Let $f: U \to Y$ be a map from $U \subset X$ open, $X,Y$ Banach spaces. Then the Frechet derivative at $x_0 \in X$ is defined as follows:

$f$ is called Frechet differentiable at $x_0$ if there exists a linear map $A: X \to Y$ such that the following limit is $0$:

$$ \lim_{x \to x_0}{\|f(x) – f(x_0) – A(x-x_0) \|\over \|x – x_0\|}$$

What is the role of the open subset and why is it necessary that $A$ be defined on the whole space? Concretely, is it possible to define the Frechet derivative equivalently as follows:

Let $f: X \to Y$ be a map between Banach spaces. Then $f$ is Frechet differentiable at $x_0$ if there exists a linear map $A: X \to Y$ such that the following limit equals $0$:
$$ \lim_{x \to x_0}{\|f(x) – f(x_0) – A(x-x_0) \|\over \|x – x_0\|}$$

Or equivalently:

Let $X,Y$ be a Banach spaces and $U\subset X$ an open subset.
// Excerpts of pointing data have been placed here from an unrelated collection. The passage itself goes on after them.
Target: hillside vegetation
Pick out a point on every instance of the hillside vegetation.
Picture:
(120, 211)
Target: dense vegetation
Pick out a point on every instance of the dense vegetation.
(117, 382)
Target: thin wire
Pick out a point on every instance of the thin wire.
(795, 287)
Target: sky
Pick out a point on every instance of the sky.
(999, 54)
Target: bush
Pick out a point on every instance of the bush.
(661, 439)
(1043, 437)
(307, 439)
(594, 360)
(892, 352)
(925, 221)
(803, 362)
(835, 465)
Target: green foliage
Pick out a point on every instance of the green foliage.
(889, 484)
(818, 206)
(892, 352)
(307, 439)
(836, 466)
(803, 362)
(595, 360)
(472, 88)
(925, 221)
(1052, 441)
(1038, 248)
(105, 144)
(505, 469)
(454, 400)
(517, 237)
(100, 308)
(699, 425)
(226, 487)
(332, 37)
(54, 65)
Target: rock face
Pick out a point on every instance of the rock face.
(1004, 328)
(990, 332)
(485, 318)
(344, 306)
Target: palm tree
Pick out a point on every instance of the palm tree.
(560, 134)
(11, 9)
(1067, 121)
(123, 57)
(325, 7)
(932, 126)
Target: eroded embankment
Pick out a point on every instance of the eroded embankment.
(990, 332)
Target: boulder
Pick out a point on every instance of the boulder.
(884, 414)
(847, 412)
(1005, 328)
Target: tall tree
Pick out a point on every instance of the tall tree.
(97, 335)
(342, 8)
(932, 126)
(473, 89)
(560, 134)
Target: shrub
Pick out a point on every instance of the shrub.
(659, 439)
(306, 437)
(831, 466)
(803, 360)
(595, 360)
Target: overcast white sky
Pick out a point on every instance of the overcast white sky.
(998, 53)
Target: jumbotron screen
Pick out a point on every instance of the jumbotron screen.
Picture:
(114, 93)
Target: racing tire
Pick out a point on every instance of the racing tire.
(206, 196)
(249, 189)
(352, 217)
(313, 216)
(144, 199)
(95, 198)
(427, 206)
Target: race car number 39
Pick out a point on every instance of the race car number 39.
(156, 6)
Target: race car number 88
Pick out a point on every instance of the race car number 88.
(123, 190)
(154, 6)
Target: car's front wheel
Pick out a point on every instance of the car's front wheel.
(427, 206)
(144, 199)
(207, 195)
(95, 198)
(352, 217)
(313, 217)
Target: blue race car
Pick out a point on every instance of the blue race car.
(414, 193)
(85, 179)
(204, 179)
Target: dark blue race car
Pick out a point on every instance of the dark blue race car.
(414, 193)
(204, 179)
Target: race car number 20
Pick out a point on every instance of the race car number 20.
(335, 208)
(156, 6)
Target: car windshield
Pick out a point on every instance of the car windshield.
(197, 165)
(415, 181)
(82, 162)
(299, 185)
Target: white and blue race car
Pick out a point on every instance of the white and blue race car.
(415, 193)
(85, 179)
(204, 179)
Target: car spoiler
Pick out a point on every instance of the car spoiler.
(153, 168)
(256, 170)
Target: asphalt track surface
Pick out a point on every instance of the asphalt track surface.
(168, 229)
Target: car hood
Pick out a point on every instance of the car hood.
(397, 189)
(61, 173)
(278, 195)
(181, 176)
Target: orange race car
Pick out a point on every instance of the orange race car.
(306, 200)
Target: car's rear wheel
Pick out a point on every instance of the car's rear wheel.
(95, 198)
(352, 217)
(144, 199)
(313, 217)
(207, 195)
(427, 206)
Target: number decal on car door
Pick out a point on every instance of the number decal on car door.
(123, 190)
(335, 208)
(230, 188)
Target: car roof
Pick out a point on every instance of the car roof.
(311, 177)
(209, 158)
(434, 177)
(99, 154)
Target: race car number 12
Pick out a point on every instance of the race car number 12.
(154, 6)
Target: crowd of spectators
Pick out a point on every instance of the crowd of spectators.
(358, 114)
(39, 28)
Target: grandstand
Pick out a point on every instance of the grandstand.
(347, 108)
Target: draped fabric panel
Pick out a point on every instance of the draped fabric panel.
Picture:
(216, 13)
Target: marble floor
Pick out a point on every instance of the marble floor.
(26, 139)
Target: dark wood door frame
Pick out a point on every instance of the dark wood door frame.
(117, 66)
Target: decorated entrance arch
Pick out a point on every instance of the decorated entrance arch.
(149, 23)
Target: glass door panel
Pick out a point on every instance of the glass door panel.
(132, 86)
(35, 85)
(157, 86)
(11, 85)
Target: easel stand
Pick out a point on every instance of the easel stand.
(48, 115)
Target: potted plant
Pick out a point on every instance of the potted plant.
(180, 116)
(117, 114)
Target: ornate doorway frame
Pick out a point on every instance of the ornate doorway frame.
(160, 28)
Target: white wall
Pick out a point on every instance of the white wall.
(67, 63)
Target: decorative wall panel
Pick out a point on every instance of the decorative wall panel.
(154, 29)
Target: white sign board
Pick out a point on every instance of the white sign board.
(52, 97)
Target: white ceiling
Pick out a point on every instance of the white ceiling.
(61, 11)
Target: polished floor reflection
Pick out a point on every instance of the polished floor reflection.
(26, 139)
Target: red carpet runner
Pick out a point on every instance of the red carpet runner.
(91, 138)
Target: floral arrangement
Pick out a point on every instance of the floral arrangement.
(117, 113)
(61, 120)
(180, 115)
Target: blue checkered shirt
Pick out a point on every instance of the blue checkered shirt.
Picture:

Then $f: X \to Y$ is (Frechet) differentiable on $U$ if for $x_0 \in U$ there exists a linear map $A: U \to Y$ such that the following limit equals $0$:
$$ \lim_{x \to x_0}{\|f(x) – f(x_0) – A(x-x_0) \|\over \|x – x_0\|}$$

Best Answer

  1. To allow functions from an open subspace of $X$ makes the definition more general, and thus applicable for cases where the given function could not be extended in a differentiable way to the whole space (simplest exaple is $x\mapsto 1/x$ which is defined only on an open subset of $X=\Bbb R$, and is differentiable there).
  2. If a linear function $U\to Y$ is defined on an open subset $U$ of the Banach space $X$, then it automatically extends to the whole space by linearity.
  3. However, your question might make sense: among infinite dimensional spaces there are several operators that are defined only on a dense subspace of the domain, and we might consider such 'unbounded' operators as well in the definition.